The limitations of this strategy lie not only in its fundamentally bourgeois cost/benefit discourse but in its form of organization. For instance, the “childcare lobby” has yet to force a bill through Congress. While something minimal will likely pass this year, childcare funding that meets the needs of the poor and working poor, a significant shift of resources, will take a very broad and militant mobilization. This, the “childcare” lobby cannot, will not, produce.
It’s the old reformist downward spiral: Without an organized mass base, advocates for the oppressed have to find ways to convince the powerful that they have something to offer. The more they seek these alliances, the less they can organize their own constituencies, thus, the more they are forced to adapt to the prevailing balance of forces and political climate.
While the peace dividend opens a political space for organized feminism and the organizations that speak for women, it is doubtful that they will be able to mobilize the same outpouring of energy and money that we’ve seen in the campaign to protect legal abortion. Unlike abortion rights, expanding public services or subsidizing/requiring employee benefits are not cross-class issues. Still the sense of new openings, the shaking of old legitimations for restricted social spending, will bring more rank-and-file activism and create opportunities for socialist-feminists.

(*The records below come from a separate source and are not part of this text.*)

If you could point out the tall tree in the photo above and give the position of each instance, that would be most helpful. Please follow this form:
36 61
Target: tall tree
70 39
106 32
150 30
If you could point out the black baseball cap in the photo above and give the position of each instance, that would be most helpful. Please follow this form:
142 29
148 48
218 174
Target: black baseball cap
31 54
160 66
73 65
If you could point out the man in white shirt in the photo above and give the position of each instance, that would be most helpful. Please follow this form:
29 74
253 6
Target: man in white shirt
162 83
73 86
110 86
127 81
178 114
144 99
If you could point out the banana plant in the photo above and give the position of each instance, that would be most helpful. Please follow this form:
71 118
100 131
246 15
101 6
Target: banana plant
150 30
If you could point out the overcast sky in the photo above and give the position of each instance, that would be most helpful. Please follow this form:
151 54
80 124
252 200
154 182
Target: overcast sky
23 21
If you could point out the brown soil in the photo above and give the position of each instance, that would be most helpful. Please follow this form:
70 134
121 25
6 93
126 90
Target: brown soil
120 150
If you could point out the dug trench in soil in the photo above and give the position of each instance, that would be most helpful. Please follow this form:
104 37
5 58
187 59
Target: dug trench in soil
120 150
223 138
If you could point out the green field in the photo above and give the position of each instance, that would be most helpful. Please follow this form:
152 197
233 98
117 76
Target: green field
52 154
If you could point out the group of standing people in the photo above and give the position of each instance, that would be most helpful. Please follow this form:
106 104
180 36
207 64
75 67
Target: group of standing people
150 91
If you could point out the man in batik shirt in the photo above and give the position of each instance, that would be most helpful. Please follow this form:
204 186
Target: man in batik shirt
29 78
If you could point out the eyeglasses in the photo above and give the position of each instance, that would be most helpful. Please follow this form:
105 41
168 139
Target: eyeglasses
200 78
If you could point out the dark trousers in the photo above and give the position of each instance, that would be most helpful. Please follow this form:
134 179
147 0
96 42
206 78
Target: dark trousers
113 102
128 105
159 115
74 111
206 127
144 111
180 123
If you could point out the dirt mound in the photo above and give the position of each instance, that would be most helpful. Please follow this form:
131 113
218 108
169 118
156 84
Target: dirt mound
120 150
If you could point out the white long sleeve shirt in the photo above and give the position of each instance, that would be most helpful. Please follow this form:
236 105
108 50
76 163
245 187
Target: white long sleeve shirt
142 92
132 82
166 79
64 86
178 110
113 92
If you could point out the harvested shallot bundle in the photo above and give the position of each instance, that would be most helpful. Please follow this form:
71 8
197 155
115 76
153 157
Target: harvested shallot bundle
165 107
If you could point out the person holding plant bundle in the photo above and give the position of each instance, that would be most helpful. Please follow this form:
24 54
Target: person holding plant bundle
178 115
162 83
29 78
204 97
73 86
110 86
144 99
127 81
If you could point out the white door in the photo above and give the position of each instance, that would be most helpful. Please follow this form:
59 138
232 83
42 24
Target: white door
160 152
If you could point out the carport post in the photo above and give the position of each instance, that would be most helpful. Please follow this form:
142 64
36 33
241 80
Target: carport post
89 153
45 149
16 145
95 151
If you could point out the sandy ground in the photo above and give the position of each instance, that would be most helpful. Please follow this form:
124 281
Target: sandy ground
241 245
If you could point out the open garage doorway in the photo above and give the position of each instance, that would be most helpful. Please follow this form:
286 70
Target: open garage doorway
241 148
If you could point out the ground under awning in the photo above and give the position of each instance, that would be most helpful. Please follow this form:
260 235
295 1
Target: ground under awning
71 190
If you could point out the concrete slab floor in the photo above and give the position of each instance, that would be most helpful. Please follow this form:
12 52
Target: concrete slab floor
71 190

We need to join campaigns for reforms with a different organizing strategy: an alternative discourse, a different view of alliances and a different understanding of the purposes of organization. First, the g9al is not to perfect women and children (or men, for that matter) as factors of production, but to expand their possibilities for self-determination and their ability to control their conditions of life.
Second, alliances “up” will not win very much in the way of expanded services; there are too many more powerful interests competing for a restricted state dollar Reforms designed to support corporate profitability, even if implemented, will only replicate existing gender, racial and class inequalities.
Programs that benefit working-class women and their communities, including communities of color, will only be won through alliances based on grassroots militancy and organization. Grassroots militancy and organization come only when people are willing to put scarce time and energy into activism. They do so when they believe they have rights and entitlements, when they think they have some chance to win, and when their activity provides dignity and meaning.
How we organize—what we say, what we do—can foster these conditions. Which is the third point we are going to see more activism but no quick victories. Our organizing has to inspire and develop activists, preparing them for the long haul and enhancing their lives. Democratic participation has to be at the center of our organizations and our demands for change. In addition to demanding more funding, we should propose democratically run (worker and client-controlled), decentralized public services.
In the struggle to define the meaning of the popular rejection of command economies and bureaucratic states in Eastern Europe, the left will have to counter-pose to both market and bureaucracy a vision of self-managed socialism. The struggle for transformed public services can contribute to developing that vision in popular consciousness.